- Born: Phyllis Taft January 6, 1925 Jersey City, New Jersey
- Died: August 15, 2013 (aged 88) Los Angeles, CA
- Genres: Jazz
- Occupation: Singer
- Spouse(s): Bob Thiele, William King

= Jane Harvey =

American jazz musician

Jane Harvey (born Phyllis Taff, January 6, 1925 – August 15, 2013) was an American jazz singer, known for recording several tracks with musicians such as Duke Ellington and Benny Goodman during the 1940s.

Phyllis Taft was born on January 6, 1925, in Jersey City, New Jersey. She auditioned for Barney Josephson, who offered her an opportunity to perform at his Greenwich Village's nightclub, Café Society. Prior to performing, Taft changed her name to Jane Harvey.

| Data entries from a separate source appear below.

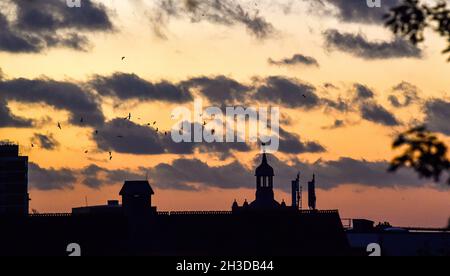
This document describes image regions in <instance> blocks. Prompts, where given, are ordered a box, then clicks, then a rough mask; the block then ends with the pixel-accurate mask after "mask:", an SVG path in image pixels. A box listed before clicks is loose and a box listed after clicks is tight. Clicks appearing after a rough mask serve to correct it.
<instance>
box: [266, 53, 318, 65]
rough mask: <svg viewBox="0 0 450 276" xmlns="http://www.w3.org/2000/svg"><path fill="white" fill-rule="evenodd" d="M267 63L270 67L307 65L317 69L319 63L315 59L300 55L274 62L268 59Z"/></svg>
mask: <svg viewBox="0 0 450 276" xmlns="http://www.w3.org/2000/svg"><path fill="white" fill-rule="evenodd" d="M268 62H269V64H271V65H278V66H295V65H307V66H316V67H319V62H318V61H317V60H316V59H315V58H313V57H309V56H304V55H302V54H296V55H293V56H292V57H290V58H284V59H281V60H274V59H271V58H269V60H268Z"/></svg>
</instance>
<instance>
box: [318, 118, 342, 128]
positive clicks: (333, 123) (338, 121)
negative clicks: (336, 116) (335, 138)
mask: <svg viewBox="0 0 450 276" xmlns="http://www.w3.org/2000/svg"><path fill="white" fill-rule="evenodd" d="M342 127H345V121H344V120H335V121H334V123H333V125H331V126H326V127H323V129H338V128H342Z"/></svg>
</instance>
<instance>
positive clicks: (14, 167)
mask: <svg viewBox="0 0 450 276" xmlns="http://www.w3.org/2000/svg"><path fill="white" fill-rule="evenodd" d="M28 205H29V195H28V157H25V156H19V146H18V145H12V144H1V145H0V216H26V215H28Z"/></svg>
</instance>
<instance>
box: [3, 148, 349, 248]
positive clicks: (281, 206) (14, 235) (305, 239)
mask: <svg viewBox="0 0 450 276" xmlns="http://www.w3.org/2000/svg"><path fill="white" fill-rule="evenodd" d="M5 162H6V161H5ZM255 176H256V199H255V200H254V201H253V202H251V203H247V202H245V203H244V204H243V206H239V205H238V204H237V202H235V203H234V204H233V206H232V210H231V211H229V212H157V210H156V207H152V205H151V197H152V196H153V194H154V192H153V190H152V188H151V186H150V185H149V183H148V182H147V181H127V182H125V184H124V186H123V188H122V190H121V191H120V195H121V196H122V205H120V204H119V202H118V201H110V202H108V205H105V206H91V207H81V208H74V209H73V212H72V214H34V215H28V214H25V215H20V212H19V213H18V212H15V213H8V212H3V214H0V244H1V246H0V255H68V254H69V253H68V252H67V246H68V245H69V244H73V243H76V244H78V245H79V246H80V247H81V255H83V256H88V255H150V256H302V255H348V254H350V253H351V252H350V248H349V244H348V241H347V237H346V234H345V231H344V228H343V226H342V223H341V219H340V217H339V213H338V212H337V211H318V210H315V200H316V198H315V193H314V192H313V191H311V192H310V194H313V195H314V198H312V199H311V200H310V206H311V208H312V209H311V210H303V211H302V210H299V202H298V200H299V199H298V190H299V189H298V181H299V178H297V180H296V181H293V202H292V206H286V204H285V203H284V202H283V203H281V204H280V203H278V202H277V201H276V200H275V199H274V191H273V186H274V182H273V177H274V171H273V168H272V167H271V166H270V165H269V164H268V161H267V156H266V154H264V155H263V158H262V163H261V165H260V166H259V167H258V168H257V169H256V173H255ZM313 182H315V179H314V180H313ZM313 182H311V183H310V187H312V189H315V183H313ZM294 184H295V185H294ZM21 193H22V194H23V196H25V194H26V195H28V194H27V191H26V190H25V191H19V193H16V196H17V195H20V194H21ZM20 197H22V196H20ZM15 204H16V205H17V206H19V207H20V205H21V204H28V203H25V202H24V201H23V200H19V201H17V202H15ZM5 206H6V205H5ZM24 206H25V205H24ZM24 206H22V207H21V208H16V209H14V210H23V207H24ZM26 206H27V205H26ZM300 206H301V205H300ZM4 210H7V209H6V208H4Z"/></svg>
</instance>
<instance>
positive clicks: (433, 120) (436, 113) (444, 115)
mask: <svg viewBox="0 0 450 276" xmlns="http://www.w3.org/2000/svg"><path fill="white" fill-rule="evenodd" d="M425 114H426V117H425V124H426V125H427V126H428V127H429V128H430V129H431V130H432V131H437V132H441V133H443V134H445V135H450V123H449V118H450V102H449V101H446V100H441V99H433V100H430V101H428V102H426V103H425Z"/></svg>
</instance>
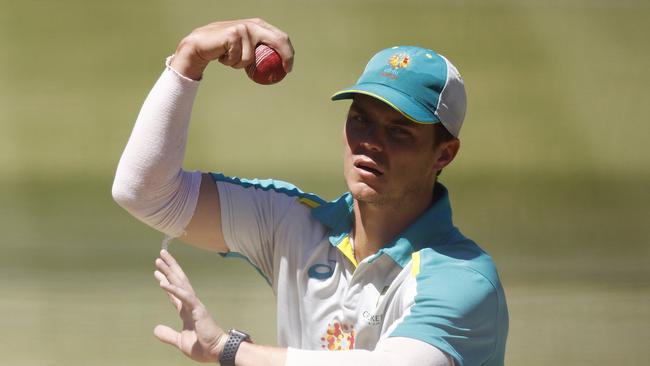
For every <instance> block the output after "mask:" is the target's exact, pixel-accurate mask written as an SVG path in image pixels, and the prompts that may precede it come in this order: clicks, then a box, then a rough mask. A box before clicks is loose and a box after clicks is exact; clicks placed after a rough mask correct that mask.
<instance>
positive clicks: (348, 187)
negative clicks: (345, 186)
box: [348, 182, 382, 203]
mask: <svg viewBox="0 0 650 366" xmlns="http://www.w3.org/2000/svg"><path fill="white" fill-rule="evenodd" d="M348 189H349V190H350V193H351V194H352V197H353V198H354V199H355V200H357V201H359V202H366V203H376V202H380V201H382V199H381V194H380V193H379V192H377V191H376V190H375V189H373V188H372V187H370V186H369V185H367V184H365V183H362V182H354V183H352V184H348Z"/></svg>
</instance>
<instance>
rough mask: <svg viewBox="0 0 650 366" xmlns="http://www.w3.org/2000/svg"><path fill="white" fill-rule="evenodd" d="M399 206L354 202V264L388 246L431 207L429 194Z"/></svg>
mask: <svg viewBox="0 0 650 366" xmlns="http://www.w3.org/2000/svg"><path fill="white" fill-rule="evenodd" d="M417 198H418V199H412V200H408V201H402V202H400V204H399V205H387V204H379V205H378V204H373V203H368V202H363V201H358V200H356V199H355V200H354V207H353V209H354V234H353V239H354V256H355V258H356V260H357V262H361V261H362V260H364V259H365V258H366V257H368V256H371V255H373V254H374V253H376V252H377V251H378V250H379V249H381V248H382V247H384V246H385V245H387V244H389V243H390V242H391V241H392V240H393V239H394V238H395V237H396V236H397V235H398V234H399V233H401V232H402V231H404V230H405V229H406V228H407V227H408V226H409V225H411V224H412V223H413V222H414V221H415V220H416V219H417V218H418V217H419V216H420V215H421V214H422V213H424V211H426V210H427V209H428V208H429V206H430V205H431V201H432V199H433V191H432V190H431V191H430V192H429V193H428V195H426V196H419V197H417Z"/></svg>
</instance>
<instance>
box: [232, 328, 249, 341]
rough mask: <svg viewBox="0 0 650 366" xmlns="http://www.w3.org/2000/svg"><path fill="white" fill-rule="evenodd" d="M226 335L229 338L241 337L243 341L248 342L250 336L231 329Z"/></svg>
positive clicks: (238, 330)
mask: <svg viewBox="0 0 650 366" xmlns="http://www.w3.org/2000/svg"><path fill="white" fill-rule="evenodd" d="M228 334H229V335H230V336H236V337H241V338H243V340H248V339H250V336H249V335H248V334H246V333H244V332H242V331H239V330H237V329H231V330H230V331H229V332H228Z"/></svg>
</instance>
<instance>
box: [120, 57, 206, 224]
mask: <svg viewBox="0 0 650 366" xmlns="http://www.w3.org/2000/svg"><path fill="white" fill-rule="evenodd" d="M170 60H171V57H170V58H168V59H167V62H166V68H165V70H164V71H163V73H162V75H161V76H160V78H159V79H158V81H157V82H156V84H155V85H154V87H153V88H152V89H151V91H150V92H149V95H148V96H147V99H146V100H145V102H144V104H143V105H142V109H141V110H140V114H139V115H138V118H137V120H136V122H135V126H134V127H133V132H132V133H131V137H130V138H129V142H128V143H127V145H126V148H125V149H124V152H123V153H122V158H121V159H120V162H119V164H118V167H117V171H116V173H115V180H114V182H113V198H114V199H115V201H116V202H117V203H118V204H119V205H120V206H122V207H124V208H125V209H126V210H127V211H129V213H131V214H132V215H133V216H135V217H136V218H138V219H139V220H141V221H143V222H145V223H146V224H148V225H149V226H151V227H153V228H155V229H157V230H159V231H161V232H163V233H165V234H167V235H169V236H171V237H179V236H181V235H182V234H183V233H184V229H185V227H186V226H187V224H188V223H189V222H190V220H191V218H192V215H193V213H194V209H195V208H196V204H197V200H198V196H199V187H200V185H201V173H200V172H198V171H195V172H186V171H184V170H182V168H181V166H182V163H183V157H184V155H185V144H186V142H187V130H188V125H189V120H190V115H191V112H192V105H193V103H194V98H195V96H196V93H197V90H198V86H199V82H198V81H195V80H191V79H189V78H186V77H184V76H182V75H180V74H179V73H178V72H176V71H175V70H173V69H172V68H171V66H169V62H170Z"/></svg>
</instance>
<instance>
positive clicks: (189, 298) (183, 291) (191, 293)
mask: <svg viewBox="0 0 650 366" xmlns="http://www.w3.org/2000/svg"><path fill="white" fill-rule="evenodd" d="M160 288H162V289H163V290H165V291H167V292H168V293H169V294H171V295H173V296H175V297H176V298H178V299H179V300H180V301H181V302H182V303H183V304H184V305H187V306H188V307H189V308H191V309H193V308H194V307H195V306H196V303H197V301H196V295H194V292H190V291H188V290H186V289H184V288H182V287H179V286H176V285H174V284H173V283H163V282H161V283H160Z"/></svg>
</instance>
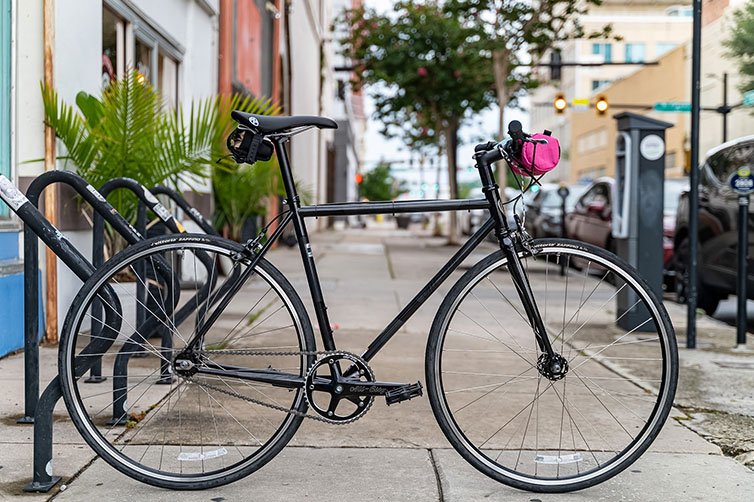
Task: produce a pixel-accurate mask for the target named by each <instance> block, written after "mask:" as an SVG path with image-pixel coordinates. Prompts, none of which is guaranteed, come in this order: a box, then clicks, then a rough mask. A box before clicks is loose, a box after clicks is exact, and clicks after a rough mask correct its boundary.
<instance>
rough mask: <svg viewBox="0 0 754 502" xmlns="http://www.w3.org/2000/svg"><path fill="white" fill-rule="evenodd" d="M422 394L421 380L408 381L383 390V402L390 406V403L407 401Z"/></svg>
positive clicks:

In 1946, she joined Desi Arnaz's Orchestra, until she left in 1958 to raise her son, Bob Thiele Jr. She also entertained at military bases overseas with Bob Hope. During the late 1950s, she joined Duke Ellington's Orchestra. Around the time of her death, she performed locally in the Los Angeles area.

She was married to record producer Bob Thiele and had two children, her son Robert and a daughter. She later married William King.

Harvey died of cancer at her home in Los Angeles on August 15, 2013.